LAPD officers were chasing a suspect they believe was Christopher Dorner when they were fired upon in the city of Corona, law enforcement officials said Thursday morning.

Police believe that Dorner then ambushed two Riverside police officers nearby, killing an 11-year veteran and wounding an officer in training. He is expected to survive.

Riverside Police Chief Sergio Diaz declined to identify the officers because Dorner has said he will target the relatives of police officers. He said a “very wide net” has been cast in the manhunt for the suspect.

“Law enforcement is using all of the tools at our disposal,” Diaz said.

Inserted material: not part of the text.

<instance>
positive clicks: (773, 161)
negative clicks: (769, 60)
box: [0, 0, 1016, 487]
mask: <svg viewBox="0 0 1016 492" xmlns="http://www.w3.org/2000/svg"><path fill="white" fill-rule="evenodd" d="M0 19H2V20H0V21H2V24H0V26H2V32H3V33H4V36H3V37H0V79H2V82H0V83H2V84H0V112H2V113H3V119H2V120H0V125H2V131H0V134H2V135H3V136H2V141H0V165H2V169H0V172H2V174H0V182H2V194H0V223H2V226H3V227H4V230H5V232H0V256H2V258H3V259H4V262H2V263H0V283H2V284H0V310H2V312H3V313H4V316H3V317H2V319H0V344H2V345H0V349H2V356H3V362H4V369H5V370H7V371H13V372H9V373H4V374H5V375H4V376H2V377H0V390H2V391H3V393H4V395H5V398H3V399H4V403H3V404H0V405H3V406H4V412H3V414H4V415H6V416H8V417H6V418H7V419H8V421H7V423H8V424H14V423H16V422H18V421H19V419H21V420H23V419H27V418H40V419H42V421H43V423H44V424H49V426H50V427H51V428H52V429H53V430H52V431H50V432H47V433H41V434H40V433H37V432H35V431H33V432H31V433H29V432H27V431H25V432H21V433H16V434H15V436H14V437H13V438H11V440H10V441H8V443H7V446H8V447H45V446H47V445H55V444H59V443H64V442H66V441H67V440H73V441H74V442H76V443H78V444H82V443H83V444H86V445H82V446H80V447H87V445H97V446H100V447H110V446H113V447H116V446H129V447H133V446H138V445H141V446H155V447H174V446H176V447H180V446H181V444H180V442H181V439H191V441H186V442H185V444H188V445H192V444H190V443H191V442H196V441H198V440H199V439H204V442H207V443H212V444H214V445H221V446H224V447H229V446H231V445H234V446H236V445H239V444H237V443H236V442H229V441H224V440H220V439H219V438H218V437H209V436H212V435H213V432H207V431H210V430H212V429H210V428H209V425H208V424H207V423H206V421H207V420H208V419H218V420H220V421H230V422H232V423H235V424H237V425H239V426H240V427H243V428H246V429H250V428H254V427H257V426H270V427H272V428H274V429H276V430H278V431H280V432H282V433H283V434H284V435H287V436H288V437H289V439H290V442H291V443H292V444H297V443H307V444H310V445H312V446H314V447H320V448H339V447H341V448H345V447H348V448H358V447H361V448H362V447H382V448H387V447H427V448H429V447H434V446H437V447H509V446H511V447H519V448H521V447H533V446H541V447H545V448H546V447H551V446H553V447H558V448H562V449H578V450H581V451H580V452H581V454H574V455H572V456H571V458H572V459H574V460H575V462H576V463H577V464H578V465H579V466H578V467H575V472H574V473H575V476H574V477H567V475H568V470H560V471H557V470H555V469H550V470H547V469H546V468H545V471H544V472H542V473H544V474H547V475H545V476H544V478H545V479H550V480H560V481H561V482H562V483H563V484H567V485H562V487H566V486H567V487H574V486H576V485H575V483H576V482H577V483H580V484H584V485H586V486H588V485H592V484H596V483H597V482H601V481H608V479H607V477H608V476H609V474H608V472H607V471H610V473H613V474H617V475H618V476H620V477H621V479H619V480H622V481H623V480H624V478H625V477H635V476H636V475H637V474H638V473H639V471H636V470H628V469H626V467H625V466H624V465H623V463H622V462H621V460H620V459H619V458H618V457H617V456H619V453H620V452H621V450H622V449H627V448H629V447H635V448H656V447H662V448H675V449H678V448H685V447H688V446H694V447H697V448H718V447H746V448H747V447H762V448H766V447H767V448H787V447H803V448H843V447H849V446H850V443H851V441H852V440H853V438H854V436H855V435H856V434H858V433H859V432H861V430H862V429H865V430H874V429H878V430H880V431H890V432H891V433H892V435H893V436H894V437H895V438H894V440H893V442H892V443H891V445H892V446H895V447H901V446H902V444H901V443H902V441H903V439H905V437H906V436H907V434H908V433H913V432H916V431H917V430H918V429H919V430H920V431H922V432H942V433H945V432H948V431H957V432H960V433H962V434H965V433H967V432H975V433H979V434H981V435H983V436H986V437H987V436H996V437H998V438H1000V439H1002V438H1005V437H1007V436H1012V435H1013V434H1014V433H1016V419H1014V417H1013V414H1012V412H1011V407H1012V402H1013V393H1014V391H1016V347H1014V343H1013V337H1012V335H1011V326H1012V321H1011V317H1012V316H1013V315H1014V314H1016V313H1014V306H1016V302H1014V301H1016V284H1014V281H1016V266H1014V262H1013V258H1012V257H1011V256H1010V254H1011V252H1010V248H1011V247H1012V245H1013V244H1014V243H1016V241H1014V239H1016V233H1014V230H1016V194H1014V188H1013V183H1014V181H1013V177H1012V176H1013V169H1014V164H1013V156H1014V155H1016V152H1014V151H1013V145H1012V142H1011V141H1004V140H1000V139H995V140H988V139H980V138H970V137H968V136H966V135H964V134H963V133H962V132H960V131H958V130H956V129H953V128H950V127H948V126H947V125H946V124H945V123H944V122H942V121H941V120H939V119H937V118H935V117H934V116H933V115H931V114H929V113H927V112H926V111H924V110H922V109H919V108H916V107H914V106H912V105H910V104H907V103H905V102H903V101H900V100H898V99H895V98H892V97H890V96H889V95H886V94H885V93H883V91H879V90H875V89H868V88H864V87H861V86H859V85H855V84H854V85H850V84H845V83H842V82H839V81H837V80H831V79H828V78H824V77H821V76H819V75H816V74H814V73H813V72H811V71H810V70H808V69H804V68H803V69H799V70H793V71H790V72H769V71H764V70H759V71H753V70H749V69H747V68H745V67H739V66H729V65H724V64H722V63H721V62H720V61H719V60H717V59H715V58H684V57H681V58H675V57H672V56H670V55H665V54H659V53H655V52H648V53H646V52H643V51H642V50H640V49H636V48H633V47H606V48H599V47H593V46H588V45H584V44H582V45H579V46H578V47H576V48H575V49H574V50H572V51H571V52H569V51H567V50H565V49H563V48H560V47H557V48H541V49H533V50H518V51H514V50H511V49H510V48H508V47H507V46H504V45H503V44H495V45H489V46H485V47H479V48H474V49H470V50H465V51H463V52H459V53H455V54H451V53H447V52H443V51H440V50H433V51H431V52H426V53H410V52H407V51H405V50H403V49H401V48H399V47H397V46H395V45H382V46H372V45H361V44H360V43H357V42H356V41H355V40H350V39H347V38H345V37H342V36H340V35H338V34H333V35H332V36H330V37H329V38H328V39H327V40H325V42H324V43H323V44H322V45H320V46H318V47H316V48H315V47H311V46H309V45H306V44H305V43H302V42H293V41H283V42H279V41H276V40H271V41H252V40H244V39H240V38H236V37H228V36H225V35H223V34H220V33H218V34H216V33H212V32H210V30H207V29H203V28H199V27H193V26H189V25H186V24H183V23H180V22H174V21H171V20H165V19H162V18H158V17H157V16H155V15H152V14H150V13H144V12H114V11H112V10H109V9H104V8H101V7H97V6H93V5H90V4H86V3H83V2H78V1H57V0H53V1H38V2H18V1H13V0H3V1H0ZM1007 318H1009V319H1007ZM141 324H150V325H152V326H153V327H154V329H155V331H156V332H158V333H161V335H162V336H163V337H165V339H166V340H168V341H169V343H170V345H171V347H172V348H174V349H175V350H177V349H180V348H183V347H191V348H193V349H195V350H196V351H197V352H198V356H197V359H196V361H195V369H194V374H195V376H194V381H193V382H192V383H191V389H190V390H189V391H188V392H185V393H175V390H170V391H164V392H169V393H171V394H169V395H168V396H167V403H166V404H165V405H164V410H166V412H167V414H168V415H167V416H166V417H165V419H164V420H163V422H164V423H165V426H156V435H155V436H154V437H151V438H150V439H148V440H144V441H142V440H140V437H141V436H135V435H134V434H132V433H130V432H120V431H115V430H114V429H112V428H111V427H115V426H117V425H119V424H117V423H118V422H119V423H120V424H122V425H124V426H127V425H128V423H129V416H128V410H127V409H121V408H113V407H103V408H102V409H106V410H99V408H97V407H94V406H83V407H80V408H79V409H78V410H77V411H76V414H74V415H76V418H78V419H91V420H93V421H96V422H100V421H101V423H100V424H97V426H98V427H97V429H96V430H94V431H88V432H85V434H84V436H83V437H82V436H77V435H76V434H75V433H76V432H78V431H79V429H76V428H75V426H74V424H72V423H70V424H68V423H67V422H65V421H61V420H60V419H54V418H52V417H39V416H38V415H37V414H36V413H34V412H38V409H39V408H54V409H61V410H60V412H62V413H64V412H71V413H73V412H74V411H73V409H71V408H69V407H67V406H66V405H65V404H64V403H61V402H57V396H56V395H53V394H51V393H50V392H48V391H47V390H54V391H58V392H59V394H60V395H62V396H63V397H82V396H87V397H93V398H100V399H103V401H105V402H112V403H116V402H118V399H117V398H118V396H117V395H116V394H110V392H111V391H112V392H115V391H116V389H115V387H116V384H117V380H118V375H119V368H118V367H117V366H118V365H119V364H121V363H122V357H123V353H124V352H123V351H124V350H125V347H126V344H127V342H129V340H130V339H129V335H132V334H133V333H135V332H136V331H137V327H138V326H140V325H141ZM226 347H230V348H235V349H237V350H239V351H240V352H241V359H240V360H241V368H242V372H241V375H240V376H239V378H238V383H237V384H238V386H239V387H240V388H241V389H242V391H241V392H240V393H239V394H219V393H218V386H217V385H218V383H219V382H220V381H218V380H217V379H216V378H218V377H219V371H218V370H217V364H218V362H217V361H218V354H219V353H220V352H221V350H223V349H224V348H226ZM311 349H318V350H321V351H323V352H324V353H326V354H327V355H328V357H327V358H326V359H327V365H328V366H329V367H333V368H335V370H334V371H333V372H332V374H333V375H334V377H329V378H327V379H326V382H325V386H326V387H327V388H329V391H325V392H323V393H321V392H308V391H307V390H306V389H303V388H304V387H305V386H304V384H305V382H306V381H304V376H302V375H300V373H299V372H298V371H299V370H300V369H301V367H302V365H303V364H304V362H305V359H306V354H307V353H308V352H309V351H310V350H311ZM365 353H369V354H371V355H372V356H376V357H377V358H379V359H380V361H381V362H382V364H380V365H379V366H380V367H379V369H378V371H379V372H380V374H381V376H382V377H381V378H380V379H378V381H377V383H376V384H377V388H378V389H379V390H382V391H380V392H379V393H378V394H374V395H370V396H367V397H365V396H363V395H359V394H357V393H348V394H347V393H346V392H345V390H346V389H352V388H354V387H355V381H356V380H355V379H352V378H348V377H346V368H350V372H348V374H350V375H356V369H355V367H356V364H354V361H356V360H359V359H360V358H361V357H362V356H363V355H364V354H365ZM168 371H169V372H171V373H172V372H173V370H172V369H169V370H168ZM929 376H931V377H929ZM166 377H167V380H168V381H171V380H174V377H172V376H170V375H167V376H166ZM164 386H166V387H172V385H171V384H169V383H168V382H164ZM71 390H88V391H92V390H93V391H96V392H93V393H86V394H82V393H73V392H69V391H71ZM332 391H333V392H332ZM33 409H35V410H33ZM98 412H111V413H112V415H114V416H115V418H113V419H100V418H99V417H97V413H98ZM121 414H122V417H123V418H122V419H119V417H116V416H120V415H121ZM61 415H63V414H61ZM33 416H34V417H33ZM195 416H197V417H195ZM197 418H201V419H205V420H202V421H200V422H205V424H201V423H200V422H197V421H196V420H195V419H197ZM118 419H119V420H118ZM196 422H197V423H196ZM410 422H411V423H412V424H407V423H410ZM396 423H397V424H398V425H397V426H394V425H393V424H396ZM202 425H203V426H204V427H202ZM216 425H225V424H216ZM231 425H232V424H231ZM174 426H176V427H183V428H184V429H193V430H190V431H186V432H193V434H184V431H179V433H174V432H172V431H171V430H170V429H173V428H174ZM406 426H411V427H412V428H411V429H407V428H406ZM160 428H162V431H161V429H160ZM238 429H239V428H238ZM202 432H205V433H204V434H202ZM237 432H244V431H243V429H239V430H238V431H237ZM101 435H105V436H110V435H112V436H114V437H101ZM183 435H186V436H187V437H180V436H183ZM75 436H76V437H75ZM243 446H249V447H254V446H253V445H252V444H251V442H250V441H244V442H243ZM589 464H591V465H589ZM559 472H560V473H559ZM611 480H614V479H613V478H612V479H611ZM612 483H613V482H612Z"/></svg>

Dorner was first wanted in the killings of Monica Quan and her fiance, Keith Lawrence. They were found shot in their car at a parking structure at their condominium on Sunday night in Irvine, authorities said.

Later, he apparently went to San Diego before he also became a suspect in the shootings in Riverside County on Thursday morning.

About 1 a.m. Thursday, Two LAPD officers who were assigned to protect someone threatened by Dorner were told by a civilian thata man matching Dorner was seen in the area. The officers then began searching for Dorner and began following a truck that matched Dorner’s description.

At the exit of Magnolia Avenue and northbound Interstate 15, it is believed Dorner fired upon the officers, who returned fire. One of them was grazed in the head and the patrol car was disabled. It is unknown if Dorner was hit.

About 20 minutes later, two Riverside police officers – described as a 34-year-old veteran and a 27-year-old officer in training – were fired upon with a rifle by a man believed to be Dorner at the intersection of Magnolia and Arlington.

A civilian who was nearby rendered aid, which Diaz credited with helping one of the officers survive.

Police believe he has left the city of Riverside.

“There is nothing that ties him to the city,” Diaz said. “We don’t know why he was in Corona.”

We will update this story as more information becomes available.